Su madre, descripta por los psicólogos como de «autoestima débil, de personalidad inestable, inmadura e infantil». no estaba en condiciones de darle ninguna protección. Finalmente, una llamada anónima al área de Desarrollo Social del municipio de Rivadavia permitió desarmar la cruel maquinaria montada por Pablo Ciriaco López.

Destacado

El juez de la Cámara del Crimen de San Martín, Eduardo Orozco, que estuvo a cargo del debate, reconoció en los fundamentos de su ejemplar sentencia la labor del grupo de trabajadoras sociales y psicólogas que intervinieron en el caso y que ayudaron a llegar a una condena.

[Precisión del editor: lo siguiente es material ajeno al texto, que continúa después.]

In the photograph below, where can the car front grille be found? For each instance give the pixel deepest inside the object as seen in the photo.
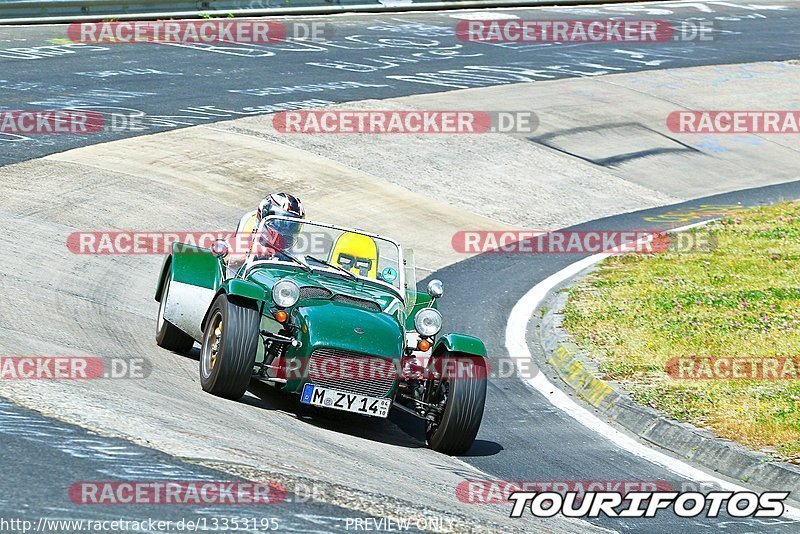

El 18 de enero de 2010, y a raíz de una denuncia anónima en la que alguien aseguraba que R. había sido golpeada por su padrastro y que desde entonces no se la había visto más, una trabajadora social fue a su casa y la encontró en un lamentable estado de abandono, nerviosa y con graves dificultades para hablar. «Como explicación, sus padres simplemente dijeron que no sabían qué le pasaba y que estaba así desde hacía dos semanas»

La chica fue internada y de los análisis que le hicieron se desprendió un cuadro de llantos permanente, angustia, depresión, escoriaciones múltiples y una anemia grave que requirió una transfusión de sangre. Al inicio de aquel tratamiento R. no se animaba a hablar y solo repetía que escuchaba voces; para colmo, los estudios revelaron que estaba embarazada.

Recién al mes y medio de aquel primer contacto con el grupo de profesionales, R. se animó a contar lo que le ocurría y finalmente fue a denunciar a su padrastro, del que hoy tiene dos hijos, uno de tres años y otro de un año y medio.

El hombre fue detenido, llevado a juicio y en las últimas horas recibió del juez Orozco la condena de 23 años de cárcel solicitada por el fiscal Juan Manuel Bancalari. Ahora, su hijastra se repone y tiene ganas de rehacer su vida junto a sus dos hijos.